XXII. That the said Hastings, in asserting that he was bound to the acts
aforesaid by public duty, and even by national faith, in the very
instance in which that national faith was by him grossly violated, and
in justifying himself by alleging that he was bound to the _complete_
execution by a responsibility to the Company which he immediately
served, and by asserting that these violent and rapacious proceedings,
subjecting all persons concerned in them to obloquy, would be the means
of strengthening the connection of the Nabob with the British United
Company of Merchants trading to the East Indies, did disgrace the
authority under which he immediately acted. And that the said Hastings,
in justifying his obligations to the said acts by a responsibility to
the _king_, namely, to the King of Great Britain, did endeavor to throw
upon his Majesty, his lawful sovereign, (whose name and character he was
bound to respect, and to preserve in estimation with all persons, and
particularly with the sovereign princes, the allies of his government,)

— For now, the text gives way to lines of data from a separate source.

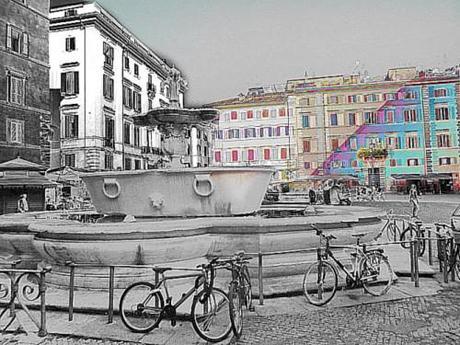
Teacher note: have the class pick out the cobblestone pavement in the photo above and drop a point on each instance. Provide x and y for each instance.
(418, 320)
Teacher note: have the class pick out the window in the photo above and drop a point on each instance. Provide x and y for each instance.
(410, 115)
(352, 99)
(70, 44)
(446, 160)
(16, 88)
(127, 163)
(16, 40)
(412, 162)
(305, 120)
(70, 129)
(392, 142)
(137, 102)
(218, 156)
(137, 136)
(333, 119)
(251, 155)
(283, 153)
(351, 119)
(370, 117)
(69, 160)
(440, 93)
(127, 97)
(389, 116)
(69, 83)
(108, 55)
(127, 133)
(412, 141)
(108, 161)
(234, 155)
(443, 140)
(442, 113)
(15, 131)
(267, 154)
(334, 144)
(109, 132)
(306, 146)
(353, 144)
(107, 87)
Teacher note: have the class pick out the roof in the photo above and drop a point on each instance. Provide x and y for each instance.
(279, 97)
(25, 181)
(21, 164)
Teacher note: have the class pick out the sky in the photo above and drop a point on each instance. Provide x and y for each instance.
(223, 47)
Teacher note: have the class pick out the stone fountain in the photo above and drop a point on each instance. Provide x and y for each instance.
(181, 215)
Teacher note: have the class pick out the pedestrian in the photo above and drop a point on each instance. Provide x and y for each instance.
(413, 200)
(23, 206)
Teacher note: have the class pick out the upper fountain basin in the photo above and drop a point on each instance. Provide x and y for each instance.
(213, 191)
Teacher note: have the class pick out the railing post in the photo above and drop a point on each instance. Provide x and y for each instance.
(452, 259)
(430, 248)
(416, 271)
(261, 283)
(71, 289)
(42, 290)
(411, 247)
(111, 287)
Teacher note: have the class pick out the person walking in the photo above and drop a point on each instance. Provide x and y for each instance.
(23, 206)
(414, 201)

the disgrace and odium of the aforesaid acts, in which a sovereign
prince was by him, the said Hastings, made an instrument of perfidy,
wrong, and outrage to two mothers and wives of sovereign princes, and in
which he did exhibit to all Asia (a country remarkable for the utmost
devotion to parental authority) the spectacle of a Christian governor,
representing a Christian sovereign, compelling a son to become the
instrument of such violence and extortion against his own mother.